Phase change materials (PCMs) play important role in regulating thermal energy by absorbing, storing, and releasing large amounts of latent heat over a defined temperature range during phase transition between liquid and solid. Usually, PCMs were encapsulated within polymeric shell to prevent leakage of liquid phase and various preparation methods of encapsulated PCM have been developed. However, most of developed techniques used micrometer-sized polymeric shells that do not have any function except containing PCMs. In this study, to overcome the limitations of current techniques, we prepared nanoencapsulated PCM by using n-octadecane as a model PCM and polypyrrole (Ppy) as a functional polymeric shell. PCM-PPy core-shell nanoparticles were obtained by miniemulsion polymerization using sodium lauryl sulfate (SLS) as a surfactant and dodecanol as a cosurfactant. Hydrogen peroxide (H2O2) and a trace of ferric chloride (FeCl3) were used as an initiator couple to carry out Fe3+-catalyzed oxidative polymerization, which occurred on the surface of nano-droplets. Average size of PCM-PPy core-shell nanoparticles was about 700 nm. The resultant core-shell structure was first confirmed by scanning electron microscope (SEM), where distinct core-shell morphology was observed after dissolving core PCM with petroleum ether dissolution.
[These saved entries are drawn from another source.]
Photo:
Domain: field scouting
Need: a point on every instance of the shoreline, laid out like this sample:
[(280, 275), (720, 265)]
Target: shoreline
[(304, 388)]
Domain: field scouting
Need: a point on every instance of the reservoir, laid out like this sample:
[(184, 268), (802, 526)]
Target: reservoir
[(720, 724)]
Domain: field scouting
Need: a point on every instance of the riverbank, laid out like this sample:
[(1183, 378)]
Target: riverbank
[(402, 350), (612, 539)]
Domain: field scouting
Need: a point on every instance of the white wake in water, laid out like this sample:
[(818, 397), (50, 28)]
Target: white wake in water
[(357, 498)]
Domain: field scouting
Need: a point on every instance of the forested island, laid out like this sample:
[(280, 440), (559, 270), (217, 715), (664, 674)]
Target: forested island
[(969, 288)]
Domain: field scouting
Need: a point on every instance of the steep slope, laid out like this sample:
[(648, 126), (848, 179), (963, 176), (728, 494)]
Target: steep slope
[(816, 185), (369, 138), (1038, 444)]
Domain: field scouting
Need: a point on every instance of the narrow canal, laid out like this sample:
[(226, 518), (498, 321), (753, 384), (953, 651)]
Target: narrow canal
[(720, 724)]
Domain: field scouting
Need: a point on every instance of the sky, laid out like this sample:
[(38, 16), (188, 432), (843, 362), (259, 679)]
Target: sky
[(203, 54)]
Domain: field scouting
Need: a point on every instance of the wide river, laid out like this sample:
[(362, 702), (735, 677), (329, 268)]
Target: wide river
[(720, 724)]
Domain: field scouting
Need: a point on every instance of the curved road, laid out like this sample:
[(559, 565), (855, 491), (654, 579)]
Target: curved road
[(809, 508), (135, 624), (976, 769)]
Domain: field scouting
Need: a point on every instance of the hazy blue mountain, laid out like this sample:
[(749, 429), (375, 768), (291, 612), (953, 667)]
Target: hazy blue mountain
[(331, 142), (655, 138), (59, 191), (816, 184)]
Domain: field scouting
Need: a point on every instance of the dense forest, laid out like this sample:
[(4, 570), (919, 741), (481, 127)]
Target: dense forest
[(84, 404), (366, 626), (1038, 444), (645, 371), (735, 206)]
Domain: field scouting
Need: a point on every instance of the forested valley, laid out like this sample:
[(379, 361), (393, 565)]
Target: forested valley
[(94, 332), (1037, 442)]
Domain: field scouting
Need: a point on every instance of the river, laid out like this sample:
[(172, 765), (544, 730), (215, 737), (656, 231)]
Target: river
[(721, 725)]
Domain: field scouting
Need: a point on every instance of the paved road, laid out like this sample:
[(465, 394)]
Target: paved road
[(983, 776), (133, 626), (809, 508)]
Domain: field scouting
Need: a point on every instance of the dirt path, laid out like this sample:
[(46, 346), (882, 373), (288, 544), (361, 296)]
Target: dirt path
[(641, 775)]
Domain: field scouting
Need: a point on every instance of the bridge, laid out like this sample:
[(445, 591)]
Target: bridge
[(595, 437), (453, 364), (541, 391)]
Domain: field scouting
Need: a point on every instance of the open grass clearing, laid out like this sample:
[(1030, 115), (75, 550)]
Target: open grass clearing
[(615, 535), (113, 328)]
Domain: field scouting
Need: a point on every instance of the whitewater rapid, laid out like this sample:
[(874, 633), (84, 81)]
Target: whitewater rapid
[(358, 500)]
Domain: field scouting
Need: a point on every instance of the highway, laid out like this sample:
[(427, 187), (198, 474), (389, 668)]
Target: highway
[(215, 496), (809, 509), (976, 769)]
Heat capacity of resultant nanoencapsulated PCM was investigated with differential scanning calorimetry (DSC) and it was found that increasing the PCM content lead to enhanced heat capacity (13 J/g ~ 22 J/g). Electrical conductivity is analyzed by 4-probe conductivity meter and it was observed that the doped particles showed a high conductivity in the dry state. In summary, nanoencapsulated PCM was successfully prepared using miniemulsion process and using Ppy as a polymeric shell endowed PCM nanoparticles with conductive property as well as heat storage property, which will open more opportunity for various applications of PCMs.